Quelque 300 personnes, dont plusieurs dizaines de descendants de nazis allemands, sont partis lundi du lieu de l’ancien camp d’Auschwitz pour parcourir la Pologne avec plusieurs descendants de victimes, dans une « Marche pour la vie » et contre l’antisémitisme.Organisée à l’initiative d’une église protestante indépendante allemande, TOS, avec le concours d’églises protestantes et d’ONG en Pologne, la marche s’achèvera vendredi sur le site du camp de Treblinka, à 100 km au nord-est de Varsovie.
Sur leur chemin, les participants se rendront sur les sites des anciens camps de Belzec (sud-est), Majdanek (sud-est), Sobibor (est) et Chelmno (centre), ont précisé les organisateurs.
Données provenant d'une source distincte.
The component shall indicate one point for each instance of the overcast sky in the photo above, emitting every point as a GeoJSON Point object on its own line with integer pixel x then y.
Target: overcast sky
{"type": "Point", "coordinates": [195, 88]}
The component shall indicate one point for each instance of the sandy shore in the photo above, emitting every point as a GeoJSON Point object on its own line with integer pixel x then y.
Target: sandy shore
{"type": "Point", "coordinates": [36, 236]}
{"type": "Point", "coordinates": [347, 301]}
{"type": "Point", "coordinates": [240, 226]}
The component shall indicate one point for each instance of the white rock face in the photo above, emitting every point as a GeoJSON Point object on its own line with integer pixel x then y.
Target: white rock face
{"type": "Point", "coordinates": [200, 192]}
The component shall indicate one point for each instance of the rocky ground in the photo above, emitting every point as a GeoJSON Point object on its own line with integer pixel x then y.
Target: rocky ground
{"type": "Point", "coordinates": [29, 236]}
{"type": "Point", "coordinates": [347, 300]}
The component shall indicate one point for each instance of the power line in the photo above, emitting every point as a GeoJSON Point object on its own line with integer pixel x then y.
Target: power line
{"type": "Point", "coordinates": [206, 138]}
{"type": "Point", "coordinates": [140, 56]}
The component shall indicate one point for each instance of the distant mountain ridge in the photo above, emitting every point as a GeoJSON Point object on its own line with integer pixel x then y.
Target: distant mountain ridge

« Nous avons eu cette idée chez nous, à Tübingen (sud de l’Allemagne), où beaucoup de gens ont découvert en étudiant l’histoire de leur famille que leurs proches avaient été impliqués dans des crimes nazis« , a expliqué à l’AFP Heinz Reuss, de l’église allemande TOS.

« Les participants marcheront en se relayant par petits groupes entre plusieurs camps d’extérmination installés en Pologne par l’Allemagne nazie.
Ils veulent ainsi demander pardon pour ce qu’avaient fait leur grands-parents et briser une sorte de conjuration du silence sur ces actes en Allemagne », a déclaré à l’AFP l’un des organisateurs, Zbigniew Judasz.
Le début de la marche a été précédé par une cérémonie devant le mémorial de Birkenau, camp jouxtant celui d’Auschwitz, symbole de l’Holocauste dans le sud de la Pologne.
Les marcheurs ont ensuite pris la route vers Kielce (170 km au sud de Varsovie), portant les drapeaux allemand, polonais et israélien.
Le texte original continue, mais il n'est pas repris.